Ruto has not abolished borders. But he has championed easier movement and a visa-free Africa.
That vision supports the African Union’s long-standing goal of freer movement. It also supports the African Continental Free Trade Area. Goods cannot move freely if people cannot. Businesses cannot grow across borders if traders, workers, and students are treated as threats.
South Africa’s crisis shows how far Africa remains from that dream.
African unity under pressure
The irony is hard to ignore.
South Africa’s freedom struggle received support from African nations during apartheid. Many countries sheltered South African exiles. Others backed liberation movements and paid diplomatic costs.
Today, citizens from some of those same countries are being told they do not belong.

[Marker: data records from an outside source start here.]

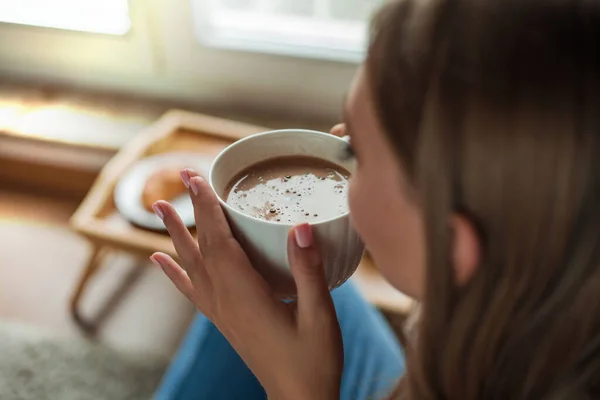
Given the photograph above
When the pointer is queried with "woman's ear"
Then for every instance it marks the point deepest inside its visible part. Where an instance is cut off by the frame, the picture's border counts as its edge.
(466, 249)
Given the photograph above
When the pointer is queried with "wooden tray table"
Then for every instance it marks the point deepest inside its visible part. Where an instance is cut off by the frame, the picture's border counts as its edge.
(98, 220)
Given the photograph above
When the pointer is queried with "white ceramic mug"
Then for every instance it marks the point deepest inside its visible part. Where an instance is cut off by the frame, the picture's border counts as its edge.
(265, 242)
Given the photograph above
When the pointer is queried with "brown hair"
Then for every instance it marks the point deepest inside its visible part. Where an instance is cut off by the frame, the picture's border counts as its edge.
(493, 107)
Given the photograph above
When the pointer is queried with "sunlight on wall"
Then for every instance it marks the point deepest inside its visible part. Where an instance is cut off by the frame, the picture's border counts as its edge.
(98, 16)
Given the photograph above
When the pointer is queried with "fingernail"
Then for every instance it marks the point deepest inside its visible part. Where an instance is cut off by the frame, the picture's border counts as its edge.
(303, 236)
(155, 261)
(194, 185)
(185, 177)
(158, 210)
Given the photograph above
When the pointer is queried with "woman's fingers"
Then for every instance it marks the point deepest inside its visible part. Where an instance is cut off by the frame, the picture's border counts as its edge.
(175, 273)
(185, 245)
(305, 261)
(339, 130)
(211, 224)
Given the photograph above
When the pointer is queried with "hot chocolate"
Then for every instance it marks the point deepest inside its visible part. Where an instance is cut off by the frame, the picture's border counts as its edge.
(290, 190)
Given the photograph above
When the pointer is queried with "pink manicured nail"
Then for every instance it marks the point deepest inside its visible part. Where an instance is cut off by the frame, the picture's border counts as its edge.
(185, 177)
(158, 210)
(155, 261)
(194, 185)
(303, 235)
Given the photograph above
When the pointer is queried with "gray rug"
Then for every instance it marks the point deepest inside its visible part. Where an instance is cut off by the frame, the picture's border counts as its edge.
(38, 366)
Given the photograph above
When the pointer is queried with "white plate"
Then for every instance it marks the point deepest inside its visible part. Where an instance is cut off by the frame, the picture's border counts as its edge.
(128, 193)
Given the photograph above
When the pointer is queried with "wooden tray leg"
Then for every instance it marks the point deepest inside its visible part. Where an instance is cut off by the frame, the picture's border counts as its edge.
(94, 262)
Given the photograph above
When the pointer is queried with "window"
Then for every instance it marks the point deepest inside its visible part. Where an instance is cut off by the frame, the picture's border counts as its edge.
(328, 29)
(106, 16)
(277, 57)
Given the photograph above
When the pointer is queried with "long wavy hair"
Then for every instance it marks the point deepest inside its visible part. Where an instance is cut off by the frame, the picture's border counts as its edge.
(493, 108)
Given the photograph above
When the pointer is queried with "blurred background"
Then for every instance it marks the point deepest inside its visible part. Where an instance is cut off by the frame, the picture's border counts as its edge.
(79, 81)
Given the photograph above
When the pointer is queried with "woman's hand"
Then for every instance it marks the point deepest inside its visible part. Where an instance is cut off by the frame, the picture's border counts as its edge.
(295, 350)
(339, 130)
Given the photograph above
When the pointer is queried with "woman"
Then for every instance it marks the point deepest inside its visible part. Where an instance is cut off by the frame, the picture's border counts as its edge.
(476, 129)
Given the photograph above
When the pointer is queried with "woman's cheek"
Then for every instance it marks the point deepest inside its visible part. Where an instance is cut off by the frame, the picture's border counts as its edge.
(357, 204)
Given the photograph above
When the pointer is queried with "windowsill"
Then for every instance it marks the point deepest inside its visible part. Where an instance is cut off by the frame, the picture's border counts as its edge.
(329, 40)
(62, 126)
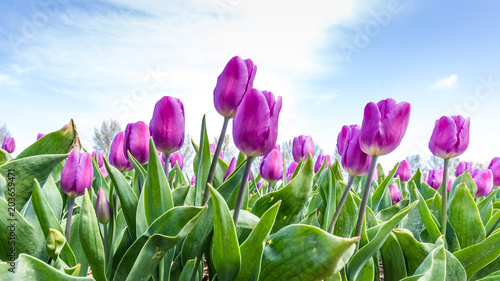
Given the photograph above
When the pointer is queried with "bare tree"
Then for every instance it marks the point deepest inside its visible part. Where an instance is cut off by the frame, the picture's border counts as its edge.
(104, 136)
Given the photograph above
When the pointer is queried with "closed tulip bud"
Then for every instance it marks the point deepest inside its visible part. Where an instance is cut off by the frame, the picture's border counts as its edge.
(320, 160)
(212, 150)
(271, 167)
(137, 141)
(404, 171)
(8, 144)
(230, 168)
(176, 157)
(450, 137)
(168, 124)
(77, 174)
(116, 156)
(395, 193)
(435, 178)
(255, 125)
(384, 125)
(232, 84)
(302, 146)
(484, 181)
(102, 210)
(354, 160)
(495, 169)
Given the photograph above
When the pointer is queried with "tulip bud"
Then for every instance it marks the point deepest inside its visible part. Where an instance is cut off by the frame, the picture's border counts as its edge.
(435, 178)
(167, 125)
(176, 157)
(395, 193)
(77, 174)
(271, 167)
(302, 146)
(354, 160)
(404, 171)
(8, 144)
(116, 156)
(384, 125)
(232, 84)
(495, 169)
(450, 137)
(255, 125)
(137, 141)
(102, 210)
(230, 168)
(484, 181)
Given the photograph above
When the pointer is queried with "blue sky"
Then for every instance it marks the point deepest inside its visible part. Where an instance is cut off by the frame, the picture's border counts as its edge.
(91, 60)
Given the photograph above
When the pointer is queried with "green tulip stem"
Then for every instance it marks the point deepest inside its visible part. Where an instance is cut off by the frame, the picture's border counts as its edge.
(241, 192)
(366, 194)
(70, 214)
(341, 204)
(444, 197)
(211, 173)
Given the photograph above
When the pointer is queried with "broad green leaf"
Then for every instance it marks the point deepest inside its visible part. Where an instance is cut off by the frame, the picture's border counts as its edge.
(225, 250)
(253, 248)
(58, 142)
(24, 171)
(90, 238)
(306, 253)
(464, 217)
(366, 252)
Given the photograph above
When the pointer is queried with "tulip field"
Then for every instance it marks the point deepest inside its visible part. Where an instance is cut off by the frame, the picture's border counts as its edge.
(67, 213)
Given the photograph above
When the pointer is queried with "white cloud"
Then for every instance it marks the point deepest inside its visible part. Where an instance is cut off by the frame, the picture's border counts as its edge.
(446, 83)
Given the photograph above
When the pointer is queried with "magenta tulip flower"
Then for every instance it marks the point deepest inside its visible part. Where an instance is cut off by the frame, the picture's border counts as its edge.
(77, 174)
(167, 125)
(116, 156)
(495, 169)
(255, 125)
(395, 193)
(136, 140)
(384, 125)
(435, 178)
(230, 168)
(302, 146)
(232, 84)
(176, 157)
(450, 137)
(8, 144)
(484, 181)
(271, 167)
(354, 160)
(404, 171)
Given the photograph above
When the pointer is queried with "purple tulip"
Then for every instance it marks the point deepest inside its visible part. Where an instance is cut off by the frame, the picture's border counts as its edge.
(167, 125)
(404, 171)
(495, 169)
(230, 168)
(450, 137)
(77, 174)
(232, 84)
(395, 193)
(302, 146)
(176, 157)
(320, 160)
(136, 141)
(435, 178)
(116, 156)
(384, 125)
(8, 144)
(484, 181)
(354, 160)
(102, 210)
(271, 167)
(255, 125)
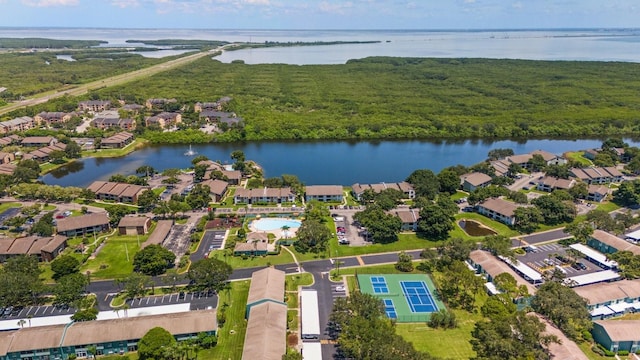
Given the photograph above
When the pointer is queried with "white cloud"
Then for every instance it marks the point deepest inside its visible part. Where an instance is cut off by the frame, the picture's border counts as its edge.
(335, 8)
(125, 3)
(46, 3)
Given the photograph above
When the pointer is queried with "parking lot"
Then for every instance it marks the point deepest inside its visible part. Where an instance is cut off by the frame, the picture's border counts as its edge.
(198, 300)
(211, 240)
(37, 311)
(548, 256)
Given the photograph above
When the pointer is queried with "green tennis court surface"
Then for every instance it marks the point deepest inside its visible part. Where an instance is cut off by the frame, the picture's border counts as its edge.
(406, 297)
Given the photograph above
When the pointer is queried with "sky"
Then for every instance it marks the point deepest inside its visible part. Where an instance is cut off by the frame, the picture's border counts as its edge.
(321, 14)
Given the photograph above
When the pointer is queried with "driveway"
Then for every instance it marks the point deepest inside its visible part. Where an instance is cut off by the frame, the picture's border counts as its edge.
(546, 236)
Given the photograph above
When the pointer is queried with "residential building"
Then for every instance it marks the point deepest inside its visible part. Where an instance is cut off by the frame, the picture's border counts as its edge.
(159, 234)
(134, 225)
(50, 118)
(407, 189)
(266, 334)
(408, 216)
(83, 224)
(112, 119)
(257, 244)
(597, 193)
(38, 141)
(549, 158)
(42, 154)
(324, 193)
(617, 335)
(474, 180)
(119, 192)
(499, 210)
(159, 104)
(263, 196)
(117, 141)
(94, 105)
(18, 124)
(597, 175)
(608, 244)
(490, 266)
(217, 188)
(549, 184)
(164, 120)
(10, 140)
(43, 248)
(6, 158)
(610, 299)
(110, 337)
(267, 285)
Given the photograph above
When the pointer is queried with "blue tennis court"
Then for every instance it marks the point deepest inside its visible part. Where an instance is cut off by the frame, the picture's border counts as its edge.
(390, 309)
(418, 296)
(379, 285)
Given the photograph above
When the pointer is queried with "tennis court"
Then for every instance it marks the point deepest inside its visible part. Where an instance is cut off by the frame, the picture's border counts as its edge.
(418, 296)
(406, 297)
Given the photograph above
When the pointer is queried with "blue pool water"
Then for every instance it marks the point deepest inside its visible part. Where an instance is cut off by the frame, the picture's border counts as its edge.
(268, 224)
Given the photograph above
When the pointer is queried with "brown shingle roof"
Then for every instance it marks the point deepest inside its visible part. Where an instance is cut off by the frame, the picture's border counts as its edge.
(267, 283)
(266, 334)
(500, 206)
(159, 234)
(81, 222)
(476, 178)
(602, 292)
(133, 221)
(615, 242)
(129, 328)
(320, 190)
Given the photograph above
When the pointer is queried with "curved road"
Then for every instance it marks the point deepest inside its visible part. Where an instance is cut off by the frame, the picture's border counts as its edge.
(114, 80)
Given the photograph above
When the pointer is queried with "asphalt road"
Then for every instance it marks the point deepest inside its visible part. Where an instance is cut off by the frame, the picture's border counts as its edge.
(546, 236)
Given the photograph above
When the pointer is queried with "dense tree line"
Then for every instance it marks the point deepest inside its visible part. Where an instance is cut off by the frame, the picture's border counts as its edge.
(364, 332)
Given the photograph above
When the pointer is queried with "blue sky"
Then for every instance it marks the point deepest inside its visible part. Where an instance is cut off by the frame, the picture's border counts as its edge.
(321, 14)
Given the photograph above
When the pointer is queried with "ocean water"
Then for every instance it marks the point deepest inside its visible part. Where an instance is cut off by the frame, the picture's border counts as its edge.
(557, 44)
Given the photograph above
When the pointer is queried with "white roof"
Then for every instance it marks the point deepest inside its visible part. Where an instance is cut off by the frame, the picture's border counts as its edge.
(592, 278)
(311, 351)
(524, 269)
(150, 310)
(36, 321)
(493, 290)
(620, 307)
(310, 316)
(635, 235)
(103, 315)
(602, 310)
(595, 255)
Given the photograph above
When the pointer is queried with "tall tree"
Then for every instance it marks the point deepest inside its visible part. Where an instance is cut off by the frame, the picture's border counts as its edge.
(209, 274)
(312, 236)
(153, 344)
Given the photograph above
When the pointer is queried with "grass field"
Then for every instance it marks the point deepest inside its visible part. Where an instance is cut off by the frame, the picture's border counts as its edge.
(231, 335)
(115, 259)
(444, 344)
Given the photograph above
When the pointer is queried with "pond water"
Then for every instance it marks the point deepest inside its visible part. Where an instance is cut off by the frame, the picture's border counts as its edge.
(474, 228)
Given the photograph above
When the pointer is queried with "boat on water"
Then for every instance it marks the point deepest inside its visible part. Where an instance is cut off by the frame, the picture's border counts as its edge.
(190, 152)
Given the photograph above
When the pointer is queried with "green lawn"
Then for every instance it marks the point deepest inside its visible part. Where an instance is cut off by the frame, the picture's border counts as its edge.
(444, 344)
(231, 335)
(112, 262)
(6, 206)
(586, 349)
(578, 156)
(293, 281)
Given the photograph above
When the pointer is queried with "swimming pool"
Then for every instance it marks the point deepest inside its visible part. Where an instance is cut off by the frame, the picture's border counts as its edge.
(268, 224)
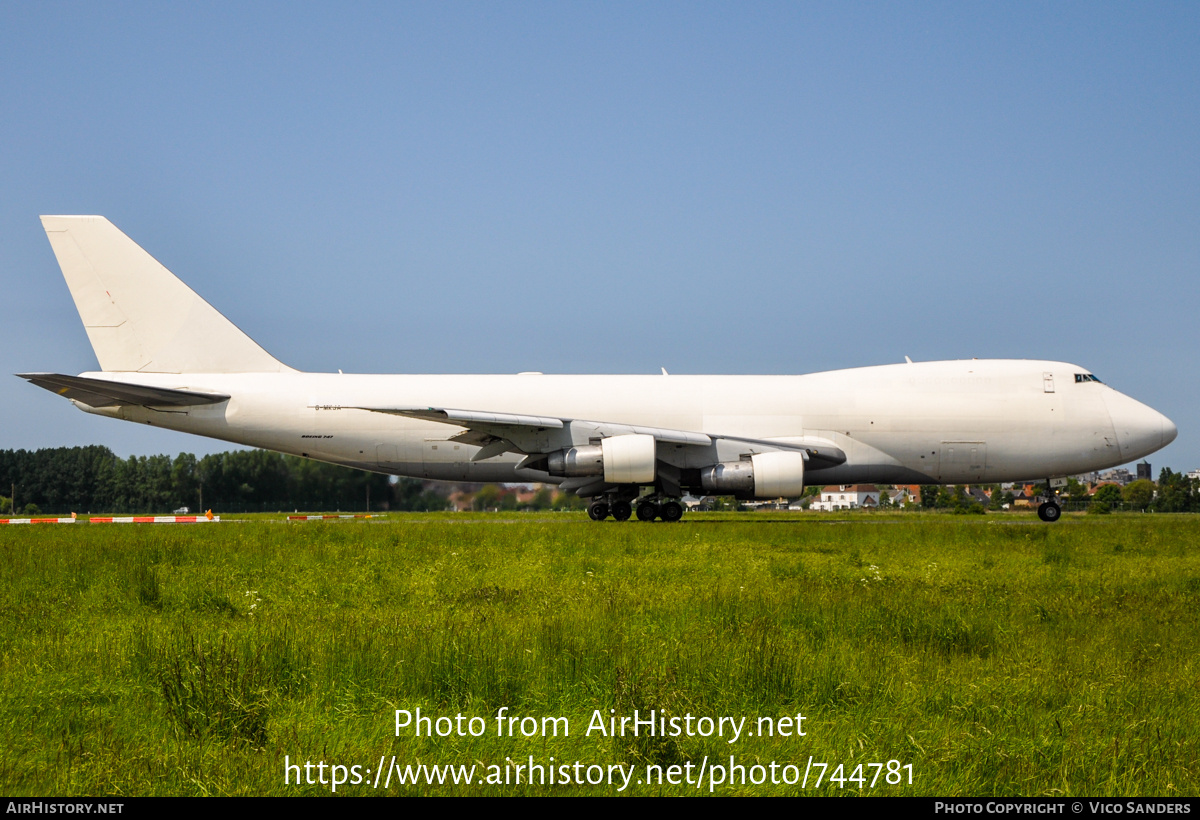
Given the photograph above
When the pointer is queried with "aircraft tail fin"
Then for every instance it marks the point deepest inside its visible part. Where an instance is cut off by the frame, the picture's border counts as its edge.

That history does not erase South Africa’s right to enforce immigration laws. Every country has that right. But enforcement must follow the law.
It must target violations, not nationalities. It must protect human rights, even under public pressure.
For Africa, the stakes go beyond South Africa.
The continent cannot build unity while Africans are attacked for crossing colonial borders. It cannot build free trade while traders, workers, and students are treated as threats. It cannot speak of Pan-Africanism while African migrants live in fear.
Africa’s unity project will not be judged by speeches alone. It will be judged by whether a Ghanaian trader, a Nigerian student, a Zimbabwean worker, a Kenyan professional, or a Congolese asylum-seeker can live safely in another African country.
South Africa’s Afrophobic violence is forcing the continent to confront a painful contradiction.
Africa says it wants unity. But too many Africans are still being treated as outsiders by other Africans.